Crow also discussed how the Boys and Girls Club plans to adjust and adapt the program to accommodate the evolving needs of working families today. “We’ve seen people step up” during this challenging time, Crow said. Tactics including everything from virtual sessions to wellness checks have been a part of the plan, but Crow emphasized that OST providers have realized that in-person contact is crucial. He added that they have had tremendous fidelity to all safety requirements, but that they have made a point of continuing to have a safe place for kids that still incorporates learning, support, and engagement.
State Senator Wayne Schmidt also offered supportive remarks, saying that “high-quality afterschool programming plays an essential role in deterring juvenile crime. Now, more than ever, we need to make meaningful investments in these programs to protect young people, support working families, and uplift the community.”

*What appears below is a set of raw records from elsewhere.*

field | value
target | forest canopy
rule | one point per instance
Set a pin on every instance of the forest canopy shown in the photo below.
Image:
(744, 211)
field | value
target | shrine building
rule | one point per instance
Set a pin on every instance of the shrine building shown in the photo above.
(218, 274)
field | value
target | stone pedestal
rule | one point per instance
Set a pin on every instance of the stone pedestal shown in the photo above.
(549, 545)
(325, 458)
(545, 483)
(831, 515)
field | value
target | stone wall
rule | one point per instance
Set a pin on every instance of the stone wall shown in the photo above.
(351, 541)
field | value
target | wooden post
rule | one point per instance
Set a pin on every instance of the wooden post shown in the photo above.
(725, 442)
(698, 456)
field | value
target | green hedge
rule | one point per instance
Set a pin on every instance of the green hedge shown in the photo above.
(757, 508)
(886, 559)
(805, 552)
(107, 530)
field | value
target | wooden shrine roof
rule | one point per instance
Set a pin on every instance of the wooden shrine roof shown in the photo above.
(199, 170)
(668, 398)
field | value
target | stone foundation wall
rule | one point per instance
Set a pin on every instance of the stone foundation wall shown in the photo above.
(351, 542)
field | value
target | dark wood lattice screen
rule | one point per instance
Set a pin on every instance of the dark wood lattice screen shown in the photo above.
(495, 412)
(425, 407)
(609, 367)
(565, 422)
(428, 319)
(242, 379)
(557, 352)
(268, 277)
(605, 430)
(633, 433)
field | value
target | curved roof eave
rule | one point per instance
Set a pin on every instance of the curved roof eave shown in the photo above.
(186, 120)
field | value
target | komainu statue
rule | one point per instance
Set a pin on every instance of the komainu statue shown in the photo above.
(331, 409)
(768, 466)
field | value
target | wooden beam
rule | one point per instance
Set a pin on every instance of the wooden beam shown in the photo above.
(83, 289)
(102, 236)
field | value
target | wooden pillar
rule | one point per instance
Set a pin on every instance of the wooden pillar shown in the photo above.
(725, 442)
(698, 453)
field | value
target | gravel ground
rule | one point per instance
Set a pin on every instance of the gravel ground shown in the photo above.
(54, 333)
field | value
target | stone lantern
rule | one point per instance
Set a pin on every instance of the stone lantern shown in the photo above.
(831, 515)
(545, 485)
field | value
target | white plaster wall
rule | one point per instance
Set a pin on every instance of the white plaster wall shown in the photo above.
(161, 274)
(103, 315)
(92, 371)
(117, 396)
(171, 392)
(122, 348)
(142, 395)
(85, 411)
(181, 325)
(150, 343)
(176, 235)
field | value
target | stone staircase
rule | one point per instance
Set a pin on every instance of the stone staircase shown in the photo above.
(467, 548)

The main takeaway from all of the speakers, and the brief, is that high-quality afterschool and OST programs engage young people in a way that alters their lives for the better, including boosting academic, social, and emotional skills.
However, these positive outcomes are only possible when community support and funding, including federal funding, coalesce to provide these opportunities. And this commitment continues to be essential in the age of COVID-19, as Michigan works toward a safer future for its communities while fostering more positive, productive lives for its children.